„Was beliebt Ihm zu meinen, mein Herzenssöhnchen? Es wird immer schlimmer mit meinem Gehör von Tag zu Tage?“

„Ich sage auch, daß die Innerste — die Doris eine feine Stimme hat und sie weit hinausschickt!“ schrie der Korporal Jochen Brand. „Ich bin nicht der erste, der sie auf sechs Meilen ins Land vernommen hat, und den sie hergesungen hat nach dieser verdammten, gottverfluchten Räuberhöhle. Und an Boten für ihre Wege fehlt’s ihr auch nicht; wenn nur der Botenlohn danach wäre!“

„Ei, ei, mein Söhnchen, was sagt Er da! Besinne Er sich doch, Korporal, daß Er zu dem Buschmüller spricht, der ein Dach und einen Platz am Tische hat für jedermann, von dem man zu Hause — nichts wissen will, und wenn er noch so glorreiche Bataillen gewonnen hat. Ein guter Ruf ist das köstlichste Ding auf Erden und ein gut Gewissen —“

„Das zweitbeste Ding, Vater Radebrecker. Sapperlot, ich weiß alles und verlange auch von Ihm keine Brühe an den Braten.
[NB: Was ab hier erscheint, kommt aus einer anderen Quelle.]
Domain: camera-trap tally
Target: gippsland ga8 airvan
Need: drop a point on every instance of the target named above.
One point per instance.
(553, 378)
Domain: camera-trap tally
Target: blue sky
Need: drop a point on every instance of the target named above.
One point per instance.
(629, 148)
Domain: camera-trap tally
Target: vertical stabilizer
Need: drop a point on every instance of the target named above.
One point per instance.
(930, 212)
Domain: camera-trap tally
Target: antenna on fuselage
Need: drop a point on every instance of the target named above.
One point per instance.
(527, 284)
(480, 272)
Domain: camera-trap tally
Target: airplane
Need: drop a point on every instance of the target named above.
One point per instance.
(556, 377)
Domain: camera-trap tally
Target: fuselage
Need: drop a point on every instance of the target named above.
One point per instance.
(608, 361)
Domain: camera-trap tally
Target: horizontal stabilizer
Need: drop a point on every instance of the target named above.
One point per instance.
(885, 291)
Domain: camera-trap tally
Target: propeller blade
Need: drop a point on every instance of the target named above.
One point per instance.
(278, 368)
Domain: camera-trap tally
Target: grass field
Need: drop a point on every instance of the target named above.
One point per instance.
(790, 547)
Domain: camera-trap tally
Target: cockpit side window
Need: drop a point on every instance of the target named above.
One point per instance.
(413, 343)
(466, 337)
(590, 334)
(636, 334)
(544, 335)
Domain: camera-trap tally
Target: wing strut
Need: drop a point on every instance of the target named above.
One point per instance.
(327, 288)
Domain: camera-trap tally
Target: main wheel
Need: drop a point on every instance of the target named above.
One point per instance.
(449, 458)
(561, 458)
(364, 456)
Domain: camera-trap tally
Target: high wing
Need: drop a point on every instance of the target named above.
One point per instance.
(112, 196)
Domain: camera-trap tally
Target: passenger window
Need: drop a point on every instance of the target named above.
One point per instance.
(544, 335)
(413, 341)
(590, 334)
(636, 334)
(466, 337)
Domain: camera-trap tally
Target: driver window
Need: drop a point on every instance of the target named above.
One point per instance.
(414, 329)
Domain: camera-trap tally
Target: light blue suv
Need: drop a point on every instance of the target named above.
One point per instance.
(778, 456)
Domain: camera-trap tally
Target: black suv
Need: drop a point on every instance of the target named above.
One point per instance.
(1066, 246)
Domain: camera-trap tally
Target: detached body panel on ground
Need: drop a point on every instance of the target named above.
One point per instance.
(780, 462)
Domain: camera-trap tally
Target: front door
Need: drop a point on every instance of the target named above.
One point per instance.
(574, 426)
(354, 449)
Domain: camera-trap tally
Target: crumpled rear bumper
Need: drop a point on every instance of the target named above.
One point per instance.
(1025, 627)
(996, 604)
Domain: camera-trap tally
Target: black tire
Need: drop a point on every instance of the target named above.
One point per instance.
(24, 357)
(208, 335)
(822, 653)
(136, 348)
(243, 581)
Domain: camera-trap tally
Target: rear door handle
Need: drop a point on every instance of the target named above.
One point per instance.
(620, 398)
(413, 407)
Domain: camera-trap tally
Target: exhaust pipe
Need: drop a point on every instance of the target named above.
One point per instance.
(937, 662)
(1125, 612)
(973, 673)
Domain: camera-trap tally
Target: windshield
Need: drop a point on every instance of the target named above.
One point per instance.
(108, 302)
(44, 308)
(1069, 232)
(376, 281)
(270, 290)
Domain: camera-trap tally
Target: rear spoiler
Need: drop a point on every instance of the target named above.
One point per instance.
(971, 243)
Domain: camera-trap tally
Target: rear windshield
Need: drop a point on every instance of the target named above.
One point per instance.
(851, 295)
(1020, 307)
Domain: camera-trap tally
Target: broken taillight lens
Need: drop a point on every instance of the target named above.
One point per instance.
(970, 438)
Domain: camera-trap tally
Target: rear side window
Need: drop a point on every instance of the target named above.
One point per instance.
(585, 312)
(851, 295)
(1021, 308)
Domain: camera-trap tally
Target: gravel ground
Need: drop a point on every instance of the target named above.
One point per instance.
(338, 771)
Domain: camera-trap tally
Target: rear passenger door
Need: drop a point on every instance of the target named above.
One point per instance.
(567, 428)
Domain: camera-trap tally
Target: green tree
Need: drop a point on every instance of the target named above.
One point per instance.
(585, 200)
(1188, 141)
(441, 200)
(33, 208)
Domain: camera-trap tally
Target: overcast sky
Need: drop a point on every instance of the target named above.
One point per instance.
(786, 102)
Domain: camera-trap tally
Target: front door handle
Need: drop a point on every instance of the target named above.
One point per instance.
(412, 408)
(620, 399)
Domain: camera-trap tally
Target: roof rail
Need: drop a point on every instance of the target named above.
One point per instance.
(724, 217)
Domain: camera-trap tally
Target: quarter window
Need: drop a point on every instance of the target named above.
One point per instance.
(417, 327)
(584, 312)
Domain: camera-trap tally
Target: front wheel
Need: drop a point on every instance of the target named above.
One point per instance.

Also die Innerste sitzt in der Stube?“

„Wie’s Täubchen im Neste; — und Er ist willkommen, Jochen, wenn man Ihn gleich in Grund über die Schulter ansieht. Geh’ Er nur hinein; ich habe noch hier draußen zu schaffen und komme nach.“

„Der Zwergenkönig vom Hübichenstein ist nichts gegen Ihn, Meister Radebrecker!“ seufzte der gute Kriegsmann des Herzogs Ferdinand und stiefelte mit gehobenen Knien wie ein Storch über die Hausschwelle. Der Alte schlich sich wie ein Fuchs um die Ecke seines Hauses und kicherte vergnüglich in sich hinein.

Auf der Schwelle der Stubentür nahm der Korporal den Hut ab:

„Bon jour, mademoiselle!“

„He?“ fragte Jungfer Doris, auf ihrem Stuhl am Fenster sich umwendend.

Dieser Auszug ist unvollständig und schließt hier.